Suppose $f:\mathbb{R}^2\rightarrow \mathbb{R}$ is differentiable at $(x_0,y_0)$. I want to show that

$$f(x,y) = f(x_0,y_0)+\frac{\partial f}{\partial x}\Delta x + \frac{\partial f}{\partial y}\Delta y +\epsilon (x,y)$$

where $e\rightarrow 0$ as $(x,y)\rightarrow (x_0,y_0)$.

The idea I have in mind is that of

$$f(x,y)\sim f(x_0,y) + \frac{\partial f}{\partial x}\Delta x\sim f(x_0,y_0)+\frac{\partial f}{\partial x}\Delta x + \frac{\partial f}{\partial y}\Delta y$$

The last approximation can be proven easily by regarding $f$ as a function of $y$ alone: let $f_{x_0}(y)=f(x_0,y)$ and note that $$f_{x_0}(y)=f_{x_0}(y_0)+\frac{df}{dy}\Delta y +\epsilon _y\Delta y$$ where $$\epsilon _y =\Big( \frac{f_{x_0}(y)-f_{x_0}(y_0)}{\Delta y}-\frac{df}{dy}\Big) \rightarrow 0 \ \ \text{as} \ \ \Delta y\rightarrow 0$$

Yet I can't prove the first approximation.

I would appreciate any help.

Any differentiable function satisfies it by definition of differentiability, since it implies the existence of a vector $v$ (it can be seen as a linear functional) such that $$ \lim_{(x,y)\rightarrow (x_0,y_0)} \dfrac{f(x,y)-f(x_0,y_0)-\left(v_1 (x-x_0)+v_2(y-y_0)\right)}{|x-x_0|+|y-y_0|}=0 $$ After that, it's easy to see that partial derivatives is the components of the vector $v$, since $$0 = \lim_{t \rightarrow 0}\dfrac{f((x_0,y_0)+t e_i)-f(x_0,y_0)-t v_i}{t},$$ for $i=1$ and $i=2$, where $e_1=(1,0)$ and $e_2=(0,1)$. There is no need of being a big brain here, for more details see article. On the other hand, a function with continuous partial derivatives is differentiable, see the proof, and that is what you were trying to do in your last paragraph. All this things is basically stated in Stewart.

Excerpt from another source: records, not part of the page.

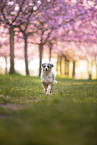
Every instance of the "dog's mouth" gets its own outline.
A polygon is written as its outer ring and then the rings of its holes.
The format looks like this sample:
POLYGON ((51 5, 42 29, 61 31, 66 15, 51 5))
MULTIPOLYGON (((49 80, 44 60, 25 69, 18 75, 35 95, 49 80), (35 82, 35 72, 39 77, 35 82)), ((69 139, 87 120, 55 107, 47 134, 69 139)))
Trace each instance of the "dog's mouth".
POLYGON ((48 71, 48 69, 46 68, 46 69, 45 69, 45 72, 47 72, 47 71, 48 71))

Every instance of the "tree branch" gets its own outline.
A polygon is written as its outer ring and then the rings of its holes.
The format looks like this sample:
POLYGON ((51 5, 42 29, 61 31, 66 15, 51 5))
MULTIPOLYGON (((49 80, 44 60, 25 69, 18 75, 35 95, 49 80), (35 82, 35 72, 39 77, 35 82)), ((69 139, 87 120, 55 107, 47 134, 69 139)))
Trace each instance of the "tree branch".
POLYGON ((24 3, 25 3, 25 0, 22 1, 22 4, 21 4, 21 6, 20 6, 20 9, 19 9, 19 11, 18 11, 16 17, 13 19, 12 23, 15 22, 16 19, 18 18, 20 12, 22 11, 22 8, 23 8, 24 3))

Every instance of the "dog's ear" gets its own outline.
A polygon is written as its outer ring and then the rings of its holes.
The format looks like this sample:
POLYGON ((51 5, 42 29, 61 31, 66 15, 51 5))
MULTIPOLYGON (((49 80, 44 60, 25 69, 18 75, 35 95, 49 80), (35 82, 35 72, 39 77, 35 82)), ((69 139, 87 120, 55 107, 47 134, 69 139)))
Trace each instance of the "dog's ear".
POLYGON ((54 65, 51 63, 51 67, 54 67, 54 65))
POLYGON ((42 67, 44 67, 46 64, 45 63, 42 63, 42 67))

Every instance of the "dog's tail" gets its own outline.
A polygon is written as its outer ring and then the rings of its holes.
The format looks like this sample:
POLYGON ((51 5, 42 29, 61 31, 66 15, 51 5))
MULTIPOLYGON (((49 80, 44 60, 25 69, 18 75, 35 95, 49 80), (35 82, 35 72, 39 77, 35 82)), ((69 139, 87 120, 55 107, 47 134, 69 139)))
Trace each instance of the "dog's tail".
POLYGON ((54 83, 58 83, 58 81, 54 80, 54 83))

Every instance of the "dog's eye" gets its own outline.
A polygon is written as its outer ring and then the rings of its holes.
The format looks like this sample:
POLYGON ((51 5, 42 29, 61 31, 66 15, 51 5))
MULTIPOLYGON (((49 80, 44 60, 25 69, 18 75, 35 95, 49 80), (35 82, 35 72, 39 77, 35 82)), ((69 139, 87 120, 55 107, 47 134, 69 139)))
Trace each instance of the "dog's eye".
POLYGON ((49 65, 47 67, 49 68, 49 65))
POLYGON ((45 65, 43 66, 43 68, 45 68, 45 65))

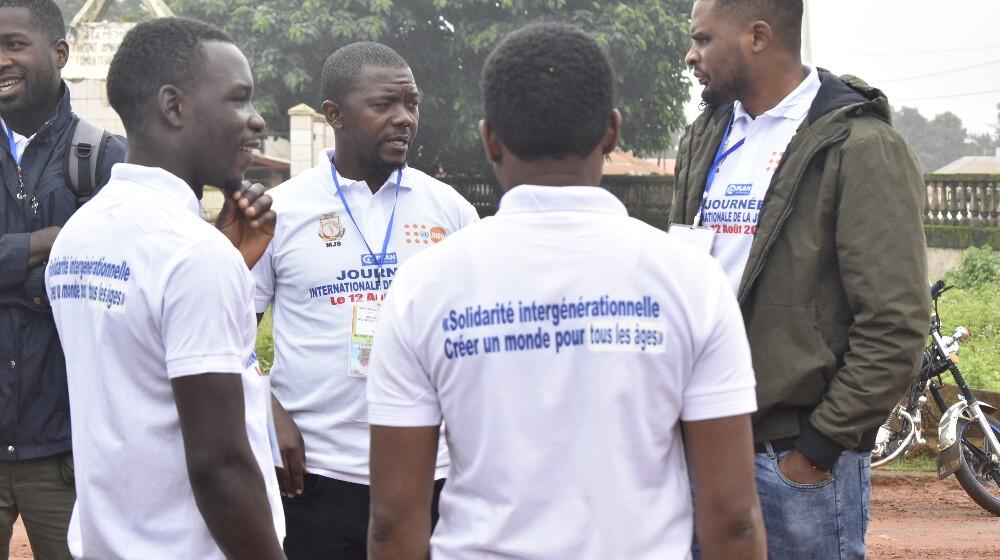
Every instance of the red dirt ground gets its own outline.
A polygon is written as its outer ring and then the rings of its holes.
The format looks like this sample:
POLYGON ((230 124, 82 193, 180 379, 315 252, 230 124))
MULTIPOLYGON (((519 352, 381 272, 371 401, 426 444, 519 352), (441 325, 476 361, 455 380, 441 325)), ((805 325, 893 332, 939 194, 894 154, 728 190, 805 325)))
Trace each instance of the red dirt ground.
MULTIPOLYGON (((868 557, 875 560, 1000 558, 1000 517, 979 508, 954 477, 876 472, 872 477, 868 557)), ((18 522, 11 560, 31 560, 18 522)))

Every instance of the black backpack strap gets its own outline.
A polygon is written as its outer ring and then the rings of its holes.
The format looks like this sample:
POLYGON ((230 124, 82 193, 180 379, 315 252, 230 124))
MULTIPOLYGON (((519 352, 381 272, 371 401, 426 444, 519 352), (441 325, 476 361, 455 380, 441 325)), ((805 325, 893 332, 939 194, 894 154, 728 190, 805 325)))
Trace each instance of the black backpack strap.
POLYGON ((76 115, 70 125, 70 146, 66 153, 66 181, 76 193, 77 207, 94 196, 97 169, 104 158, 110 134, 76 115))

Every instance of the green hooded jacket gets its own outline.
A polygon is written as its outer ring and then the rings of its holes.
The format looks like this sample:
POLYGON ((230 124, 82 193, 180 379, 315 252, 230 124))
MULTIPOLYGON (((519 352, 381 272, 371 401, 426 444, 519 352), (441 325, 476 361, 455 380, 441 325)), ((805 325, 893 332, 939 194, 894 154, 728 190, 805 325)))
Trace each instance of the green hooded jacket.
MULTIPOLYGON (((821 86, 764 198, 738 299, 757 376, 754 439, 795 438, 830 468, 870 450, 916 375, 930 315, 920 164, 888 100, 852 76, 821 86)), ((671 223, 690 224, 732 105, 681 139, 671 223)))

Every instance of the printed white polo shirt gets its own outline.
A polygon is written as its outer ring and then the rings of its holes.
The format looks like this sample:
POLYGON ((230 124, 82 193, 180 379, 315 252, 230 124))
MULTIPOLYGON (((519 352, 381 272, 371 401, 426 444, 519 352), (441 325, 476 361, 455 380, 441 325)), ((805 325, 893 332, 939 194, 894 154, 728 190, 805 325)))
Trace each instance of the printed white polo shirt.
POLYGON ((247 437, 283 539, 253 278, 191 188, 162 169, 115 165, 56 238, 46 288, 73 420, 73 556, 225 557, 194 501, 170 385, 209 372, 242 376, 247 437))
POLYGON ((764 198, 781 158, 795 131, 805 120, 816 93, 819 74, 809 74, 770 111, 750 117, 743 104, 735 103, 733 127, 727 148, 746 138, 743 146, 719 165, 719 173, 705 199, 701 225, 715 230, 712 256, 719 259, 733 292, 739 291, 750 246, 757 234, 757 221, 764 198))
MULTIPOLYGON (((353 333, 374 319, 400 263, 479 217, 455 189, 405 167, 398 201, 396 172, 374 195, 364 181, 338 175, 355 227, 337 194, 332 156, 325 152, 318 165, 268 192, 278 226, 253 269, 255 302, 258 313, 273 305, 272 391, 302 432, 306 468, 368 484, 368 404, 359 370, 370 346, 357 344, 353 333), (374 261, 390 217, 386 263, 379 267, 374 261)), ((448 469, 443 442, 441 450, 438 478, 448 469)))
POLYGON ((447 425, 435 559, 688 558, 680 422, 756 408, 718 264, 594 187, 520 186, 386 299, 369 421, 447 425))

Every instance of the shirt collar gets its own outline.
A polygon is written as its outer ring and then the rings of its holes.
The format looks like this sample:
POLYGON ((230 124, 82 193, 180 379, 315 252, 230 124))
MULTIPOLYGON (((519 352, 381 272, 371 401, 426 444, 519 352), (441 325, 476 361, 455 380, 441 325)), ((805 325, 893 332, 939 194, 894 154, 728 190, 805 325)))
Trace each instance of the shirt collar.
MULTIPOLYGON (((805 118, 805 116, 809 113, 809 107, 812 106, 812 102, 816 98, 816 93, 819 92, 820 81, 819 72, 816 71, 815 67, 805 65, 804 68, 806 68, 809 73, 806 74, 802 83, 796 86, 791 93, 786 95, 780 103, 775 105, 769 111, 766 111, 764 115, 795 121, 800 121, 805 118)), ((740 119, 753 120, 750 117, 750 114, 747 113, 746 108, 743 107, 743 104, 737 101, 734 103, 733 120, 738 121, 740 119)))
POLYGON ((500 199, 497 215, 518 212, 596 212, 628 216, 625 205, 601 187, 520 185, 500 199))
MULTIPOLYGON (((333 161, 333 156, 334 156, 334 150, 327 148, 320 152, 319 163, 317 164, 317 167, 322 167, 326 170, 326 175, 327 177, 331 177, 330 179, 331 182, 333 182, 333 179, 332 179, 332 174, 330 173, 331 169, 330 162, 333 161)), ((396 184, 396 171, 397 170, 394 169, 392 173, 389 174, 389 178, 385 180, 385 183, 383 183, 383 185, 381 185, 379 189, 381 189, 382 186, 385 185, 396 184)), ((404 164, 403 175, 402 179, 400 179, 399 188, 402 190, 412 189, 413 188, 412 183, 414 180, 415 178, 413 176, 413 172, 410 170, 410 166, 404 164)), ((371 192, 371 189, 368 187, 367 181, 355 181, 354 179, 348 179, 347 177, 344 177, 343 175, 340 174, 339 169, 337 170, 337 182, 340 183, 340 188, 345 190, 351 188, 363 188, 364 190, 371 192)), ((336 189, 336 187, 334 187, 334 189, 336 189)))
POLYGON ((194 191, 183 179, 159 167, 146 167, 131 163, 116 163, 111 168, 111 181, 128 181, 152 191, 166 194, 201 216, 201 204, 194 191))
POLYGON ((32 134, 31 136, 21 136, 16 130, 7 128, 7 121, 0 118, 0 129, 3 130, 3 143, 7 143, 7 131, 14 133, 14 145, 17 147, 18 152, 24 153, 24 149, 28 147, 28 143, 35 139, 38 134, 32 134))

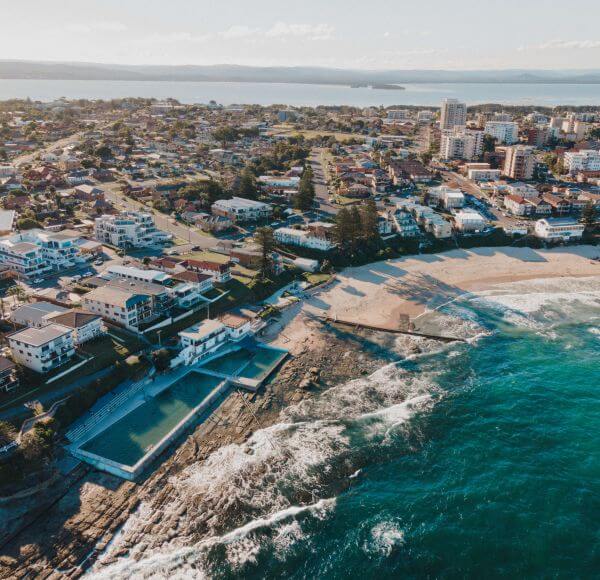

Here, my only concern is about your $\epsilon(x,y)$ error. It needs to be a term of the form $$\epsilon(x,y) = (|x−x_0|+|y−y_0|)g(x,y),$$ with $g(x,y)$ converging to zero as $(x,y)\rightarrow(x_0,y_0)$. After that, it's easy to see that what you are wanting to show is the definition of differentability.